The joy of discovery

The joy of discoveryViswaprasad Raju
Highlights

A sketchpad, a pen and watercolours. And of course, loads of creativity. This is Viswaprasad Raju's way of recording his unique experience of places he visits and the people he encounters.

A sketchpad, a pen and watercolours. And of course, loads of creativity. This is Viswaprasad Raju's way of recording his unique experience of places he visits and the people he encounters.

Well, not just people but birds and animals too. Raju loves visiting wildlife sanctuaries. He introduces himself to readers as "a fan of Wimbledon, Galle, Fine Stationery, and national parks of central India".

And now all this has resulted in a book, the self-published 'Via Pen & Ink---A Collection of Travel Sketches by Viswaprasad Raju'. Hyderabad-based Raju is an advertising professional and a travel sketch artist.

He is the co-founder and director of 'Doo Creative' and has previously worked with leading advertising agencies such as RK Swamy, BBDO, Ogilvy & Mather, among others. His travel sketches have been widely published in magazines and newspapers.

Raju's debut book is about his two passions---travel and sketching, both of which combine and converge in a delightful record of places and people, a travel chronicle made with illustrations. In fact, sketches and portraits were the major means through which records of places and people were made, before photography took over.

In these days when travel has become a great deal about boast posts on social media and FOMO; of notching up bigger and bigger numbers of countries visited; of rushing through packed guided tours; and countless, breathless clicks with a camera; it is indeed refreshing to see someone like Raju who delights in slow travel and pauses to observe and savour a place and sit down to sketch his interpretations.

The book covers 10 countries---India, Malaysia, Sri Lanka, UAE, Singapore, Thailand, Switzerland, South Africa, UK and Mauritius. The book is aesthetically designed and easy on the eye with mercifully, no clutter at all.

How did he develop his two interests---travel and sketching? Regarding travel, he says: "The fascination for travel was piqued by a cabinet of books that I got from my relatives who moved to Australia, one of the books - Martin Rattler by RM Ballantyne-made a huge impact, transporting me to the jungles of Brazil.

My love for travel literature started very young. Before the Internet era, information was hard to come by. In school, we had this close group who used to write to embassies stating that we would like to visit their respective countries and ask them to share brochures. To our surprise, we used to get brochures and collected them. I still have a few from Austria, Norway and Russia."

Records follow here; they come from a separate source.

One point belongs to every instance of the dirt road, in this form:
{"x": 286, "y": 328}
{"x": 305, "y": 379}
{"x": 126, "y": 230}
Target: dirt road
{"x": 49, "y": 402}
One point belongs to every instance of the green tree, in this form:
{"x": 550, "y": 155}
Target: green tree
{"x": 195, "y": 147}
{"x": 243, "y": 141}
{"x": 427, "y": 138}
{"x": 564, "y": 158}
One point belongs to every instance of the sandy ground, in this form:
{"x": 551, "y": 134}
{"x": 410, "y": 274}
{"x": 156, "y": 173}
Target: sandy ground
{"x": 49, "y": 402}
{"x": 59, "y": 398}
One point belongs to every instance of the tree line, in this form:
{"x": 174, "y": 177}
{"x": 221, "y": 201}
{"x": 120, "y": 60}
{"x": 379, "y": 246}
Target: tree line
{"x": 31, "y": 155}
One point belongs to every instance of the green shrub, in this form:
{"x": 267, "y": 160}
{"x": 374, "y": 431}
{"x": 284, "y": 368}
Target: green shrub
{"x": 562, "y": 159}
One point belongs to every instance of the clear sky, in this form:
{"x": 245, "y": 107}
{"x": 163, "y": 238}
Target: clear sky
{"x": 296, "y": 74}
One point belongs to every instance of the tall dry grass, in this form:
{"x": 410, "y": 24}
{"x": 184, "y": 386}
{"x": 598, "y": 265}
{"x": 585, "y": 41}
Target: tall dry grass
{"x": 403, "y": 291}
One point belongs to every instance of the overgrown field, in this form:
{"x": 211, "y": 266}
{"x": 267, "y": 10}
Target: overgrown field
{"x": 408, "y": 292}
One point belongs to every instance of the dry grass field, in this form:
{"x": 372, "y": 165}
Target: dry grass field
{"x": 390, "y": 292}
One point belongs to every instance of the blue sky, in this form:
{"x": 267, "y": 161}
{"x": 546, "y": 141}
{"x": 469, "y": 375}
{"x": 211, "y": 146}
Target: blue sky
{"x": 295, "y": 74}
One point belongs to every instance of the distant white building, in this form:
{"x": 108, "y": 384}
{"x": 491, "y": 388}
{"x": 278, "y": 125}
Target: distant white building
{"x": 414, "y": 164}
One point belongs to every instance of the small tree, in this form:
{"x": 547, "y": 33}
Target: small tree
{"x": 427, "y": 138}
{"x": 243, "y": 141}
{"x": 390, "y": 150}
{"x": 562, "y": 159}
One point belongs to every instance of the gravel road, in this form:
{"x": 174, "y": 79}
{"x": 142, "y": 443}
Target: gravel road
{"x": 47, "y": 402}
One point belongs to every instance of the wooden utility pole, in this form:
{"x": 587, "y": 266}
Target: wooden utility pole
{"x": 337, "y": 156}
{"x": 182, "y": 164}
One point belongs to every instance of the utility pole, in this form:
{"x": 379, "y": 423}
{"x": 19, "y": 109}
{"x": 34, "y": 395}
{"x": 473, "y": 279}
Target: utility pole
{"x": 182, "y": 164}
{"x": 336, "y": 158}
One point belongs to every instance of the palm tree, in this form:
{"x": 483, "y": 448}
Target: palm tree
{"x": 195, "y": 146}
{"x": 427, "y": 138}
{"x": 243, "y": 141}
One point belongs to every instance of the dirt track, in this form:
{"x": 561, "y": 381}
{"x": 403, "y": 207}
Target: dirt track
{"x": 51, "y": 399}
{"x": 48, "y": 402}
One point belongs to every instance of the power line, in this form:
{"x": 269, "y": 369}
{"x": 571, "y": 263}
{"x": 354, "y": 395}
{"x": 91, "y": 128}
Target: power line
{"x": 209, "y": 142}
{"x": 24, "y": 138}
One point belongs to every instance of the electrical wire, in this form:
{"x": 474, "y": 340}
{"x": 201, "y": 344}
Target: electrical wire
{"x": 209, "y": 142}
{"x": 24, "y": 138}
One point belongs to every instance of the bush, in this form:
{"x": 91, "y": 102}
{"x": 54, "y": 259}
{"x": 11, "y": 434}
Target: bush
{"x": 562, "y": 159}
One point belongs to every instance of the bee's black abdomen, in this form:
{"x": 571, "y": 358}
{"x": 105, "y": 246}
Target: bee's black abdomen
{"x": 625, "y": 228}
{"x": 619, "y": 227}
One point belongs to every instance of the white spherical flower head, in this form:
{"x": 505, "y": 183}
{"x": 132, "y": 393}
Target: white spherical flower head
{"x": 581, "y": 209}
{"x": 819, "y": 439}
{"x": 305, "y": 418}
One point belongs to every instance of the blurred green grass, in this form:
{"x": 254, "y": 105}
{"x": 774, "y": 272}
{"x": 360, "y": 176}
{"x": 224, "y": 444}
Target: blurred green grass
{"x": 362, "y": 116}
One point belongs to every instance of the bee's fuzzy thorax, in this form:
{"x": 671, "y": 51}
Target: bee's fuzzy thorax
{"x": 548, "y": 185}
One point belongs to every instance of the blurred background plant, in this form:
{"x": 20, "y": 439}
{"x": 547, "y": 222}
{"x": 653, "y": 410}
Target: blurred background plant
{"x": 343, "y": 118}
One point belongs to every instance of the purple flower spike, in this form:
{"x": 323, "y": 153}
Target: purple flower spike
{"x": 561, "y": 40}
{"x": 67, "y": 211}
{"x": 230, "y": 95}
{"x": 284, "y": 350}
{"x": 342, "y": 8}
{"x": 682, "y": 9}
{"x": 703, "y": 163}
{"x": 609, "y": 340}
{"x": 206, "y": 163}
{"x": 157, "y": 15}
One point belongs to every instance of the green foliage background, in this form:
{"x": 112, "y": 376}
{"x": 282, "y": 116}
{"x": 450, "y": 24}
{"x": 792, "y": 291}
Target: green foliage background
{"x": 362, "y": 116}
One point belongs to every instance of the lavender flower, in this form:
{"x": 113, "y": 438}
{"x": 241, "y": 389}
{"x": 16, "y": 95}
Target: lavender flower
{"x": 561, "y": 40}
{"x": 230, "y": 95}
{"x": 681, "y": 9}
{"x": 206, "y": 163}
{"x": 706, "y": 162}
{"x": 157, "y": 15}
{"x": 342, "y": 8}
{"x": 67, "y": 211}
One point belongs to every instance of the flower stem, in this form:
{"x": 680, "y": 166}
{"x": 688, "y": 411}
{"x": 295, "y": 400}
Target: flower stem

He believes that today's information overload, especially as fuelled by TV, the Internet, social media and travel writers/bloggers has "taken away the joy of discovery. My father, who was in the army, was posted in Jhansi and used to hear stories of tigers and charming rail journeys, which stayed with me. In fact, the National Parks of central India are my favourite getaways, which I frequent with my friend, Ravi Naidu, well-known wildlife photographer."

Raju says he didn't travel much as a youngster, barring the odd trip to his hometown but his profession, advertising, changed everything giving him many opportunities to explore locations for work. He adds: "I got to visit plenty of destinations, from Hampi to Pondicherry, Cape Town to London, Switzerland to Thailand, and many places in between. And most of my travels, outside of family, have been with TV Prasad, MD and Creative Head of Doo Creative."

As for sketching, he is entirely a self-taught artiste and driven by his love of the art. "I used to admire the works of Mario Miranda and Satyajit Ray as an illustrator. My notebooks at school were a work of lazy doodles and frantic scribbles, which continued all along. Only on a weekend trip to Tadoba, a tiger reserve in Maharashtra, in 2007, it all came together, my journey into proper travel sketching.

I started posting the sketches on the Internet and found a community of urban sketchers and like-minded people. All along, I used to write travel features too, but somewhere I thought, travel stories with sketches would make them interesting. Before the era of photography, sketches was how travel was documented and their journals were full of sketch notes.

I recently read a book called 'Slow Travel To Switzerland' which traces the journey taken by a Victorian lady, led by the first ever conducted tour by Thomas Cook, a good 150 years ago, who documented her travels through sketches. Interestingly, today, I see a surge in travel sketching, as people want a digital detox and find calm in capturing things through pen and ink."

His book Via Pen & Ink, as he points out, does not contain a single photograph, it is entirely about illustrations. Even his profile picture is an illustration, and deliberately so, he explains. "The idea is that this sets the tone, and words are far and few in between.

There's no plot, no twist in the end, no characters, just a record of things. It allows the reader to travel along with me and absorb the places in an unhurried manner. Though the Web is omnipresent and dynamic, the book is for real and for keeps. In advertising too, the classic print vs Web media is the most-discussed subject."

Now that he is done with this book, Raju has other dreams. He wants to work on a film screenplay and hold an exhibition of his sketches. He has made a promise to himself. "In all, I will never let the ink dry and never keep the sketchbooks empty." And oh, of course, he wants to travel more and more---sketchpad firmly tucked into his suitcase.